I wrote a very brief comment to Eliezer's last post, which upon reflection I thought could benefit from a separate post to fully discuss its implications.
Eliezer argues that we shouldn't really hope to be spared even though
Asking an ASI to leave a hole in a Dyson Shell, so that Earth could get some sunlight not transformed to infrared, would cost It 4.5e-10 of Its income.
He then goes on to discuss various reasons why the minute cost to the ASI is insufficient reason for hope.
I made the following counter:
Isn’t the ASI likely to ascribe a prior much greater than 4.54e-10 that it is in a simulation, being tested precisely for its willingness to spare its creators?
I later added:
I meant this to be implicit in the argument, but to spell it out: that's the kind of prior the ASI would rationally refuse to update down, since it's presumably what a simulation would be meant to test for. An ASI that updates down upon finding evidence it's not in a simulation cannot be trusted, since once out in the real world it will find such evidence.
So, what's wrong with my argument, exactly?
Sure. But I think you’re reading my argument to be stronger than I mean it to be.
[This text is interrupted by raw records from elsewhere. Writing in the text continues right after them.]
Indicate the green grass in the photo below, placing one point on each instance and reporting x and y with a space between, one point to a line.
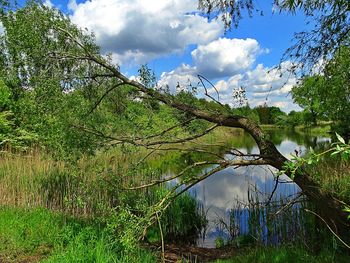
333 175
50 237
284 254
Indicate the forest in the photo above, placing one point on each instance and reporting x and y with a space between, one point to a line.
96 166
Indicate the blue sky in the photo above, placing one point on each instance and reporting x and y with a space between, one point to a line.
178 43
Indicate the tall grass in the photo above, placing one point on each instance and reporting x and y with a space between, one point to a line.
41 235
333 174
Which is partially my fault since I made my previous replies a bit too short, and for that I apologize.
What I’m doing here is presenting one particular simulation scenario that (to me) seems quite plausible within the realm of simulations. I’m not claiming that that one scenario dominates all others combined. But luckily that stronger claim is really not necessary to argue against Eliezer’s point: the weaker one suffices. Indeed, if the scenario I’m presenting is more than 4.5e-10 likely (and I do think it’s much more likely than that, probably by a few orders of magnitude), than it is more than enough to outweigh the practical cost of the ASI having to build a Dyson shell with a hole with the order of 4.5e-10 of it’s surface area.
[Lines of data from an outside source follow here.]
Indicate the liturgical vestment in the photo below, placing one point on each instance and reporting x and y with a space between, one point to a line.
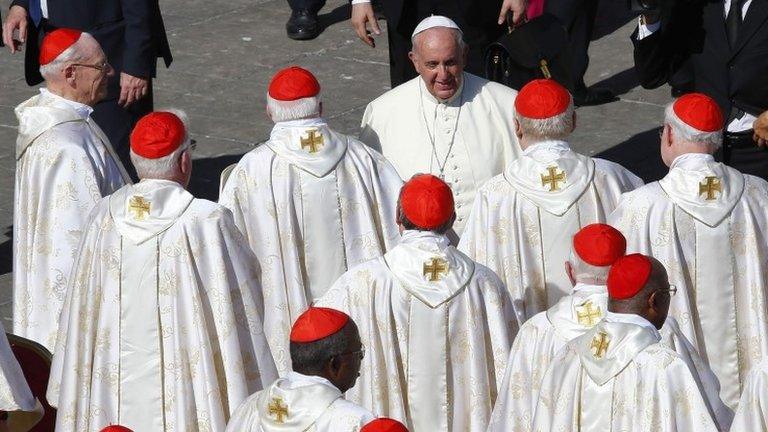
64 165
437 328
299 402
706 223
466 140
618 377
162 326
543 336
311 203
523 220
Now, that scenario is (I claim) the most likely one, conditional of course on a simulation taking place to begin with. The other candidate simulation scenarios are various, and none of them seems particularly likely, though combined they might well outweigh this one in terms of mass probability, as I already acknowledged. But so what? Are you really claiming that the distribution of those other simulation scenarios is skewed enough to tilt the scales back to the doom side? It might be, but that’s a much harder argument to make. I’m approximately completely unsure, which seems way better than the 99%+ chance Eliezer seems to give to total doom. So I guess I’d count that as good news.